搜索引擎为 Rails 项目升级使用 ElasticSearch 5.x 版本

pathbox · 2017年11月01日 · 最后由 johnsafe 回复于 2018年02月23日 · 11337 次阅读

本帖已被管理员设置为精华贴

最近为项目系统中使用的 Elasticsearch 进行了升级。从原来 1.4 版本的 Elasticsearch 升级到 5.x 版本。

由于 5.x 版本的 Elasticsearch 不再支持 1.4 版本中的很多查询语法，所以不可避免的进行了查询层的重构。每次 Elasticsearch 有重大版本升级的时候，会在官方文档中列出相应的改变，你需要认真阅读的Breaking changes内容。

最重要的事情是，终于可以利用这次机会，为 Elasticsearch 加入了索引别名机制

安装

Elasticsearch-5.x server 版本的安装可以参考之前的博文。我是安装在 Ubuntu16.04 上，Ubuntu14.04 也是可以的。

在Gemfile中增加

gem "elasticsearch"
gem "elasticsearch-model"
gem "elasticsearch-rails"

使用最新的 elasticsearch gem 包，至少大于 5.0 版本

加入索引别名机制

为什么说别名机制是最重要的事情呢？我们知道 Elasticsearch 的索引，当你配置并建立好之后，是无法进行更新修改的。想要进行更新修改，需要删除原来的整个索引，然后再根据新的配置，重建索引，包括索引的文档数据。这就不可避免了该索引在重建过程中有一段时间是不可用的。
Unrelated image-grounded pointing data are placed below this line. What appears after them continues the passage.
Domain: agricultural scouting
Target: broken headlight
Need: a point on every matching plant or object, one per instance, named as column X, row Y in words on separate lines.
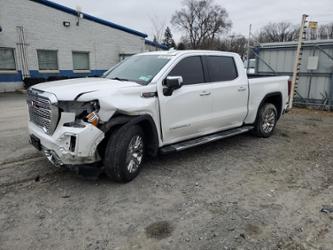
column 84, row 112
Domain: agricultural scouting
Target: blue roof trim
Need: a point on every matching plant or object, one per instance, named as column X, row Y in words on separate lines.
column 155, row 44
column 89, row 17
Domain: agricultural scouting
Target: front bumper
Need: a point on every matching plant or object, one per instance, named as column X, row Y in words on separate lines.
column 69, row 145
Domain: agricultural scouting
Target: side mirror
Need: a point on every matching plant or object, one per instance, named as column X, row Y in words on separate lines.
column 172, row 83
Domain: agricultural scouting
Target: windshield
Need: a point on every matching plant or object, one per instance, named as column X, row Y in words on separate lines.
column 140, row 68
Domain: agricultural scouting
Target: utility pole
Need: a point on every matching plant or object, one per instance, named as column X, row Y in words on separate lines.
column 248, row 50
column 298, row 60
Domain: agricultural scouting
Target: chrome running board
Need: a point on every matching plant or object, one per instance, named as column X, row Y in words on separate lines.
column 203, row 140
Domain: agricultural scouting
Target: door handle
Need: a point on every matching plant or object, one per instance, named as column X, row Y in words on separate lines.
column 205, row 93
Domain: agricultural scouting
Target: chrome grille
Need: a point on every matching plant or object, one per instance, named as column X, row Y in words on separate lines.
column 43, row 110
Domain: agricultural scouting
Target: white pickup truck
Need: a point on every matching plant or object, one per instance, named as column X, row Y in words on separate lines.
column 156, row 102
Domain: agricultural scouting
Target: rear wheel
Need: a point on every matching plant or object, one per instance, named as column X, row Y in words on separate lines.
column 266, row 120
column 124, row 153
举个简单的例子：Elasticsearch 有一个 orders 索引，大概有 1000w 条记录数据。你的客户会经常使用查询 orders 的功能，这个功能查的就是 orders 索引。现在你要修改 orders 索引的分词器。这时你需要重建 orders 索引 (删除再新建)，假设这个过程，让 orders 索引完全恢复到可用状态需要 10 分钟。那么，你的客户就会有 10 分钟没法使用 orders 的搜索功能。当然，你可以在凌晨 3 点进行这个操作。这里只是举个例子。Elasticsearch 索引别名机制可以帮助你进行索引无缝的升级或更新。

别名机制的过程及原理

关键的操作是：取别名。现在我要重构 orders 这个索引，我会先创建一个叫做 orders_v1 的索引，为其配置名称为 orders 的别名。这样，在查询代码层，你就可以使用类似Order.__elasticsearch__.search()这样的查询了。其实，也就是在代码层面上，不知道有 orders_v1 这个索引额存在，一切对 Elasticsearch 的操作，都通过别名 orders 操作。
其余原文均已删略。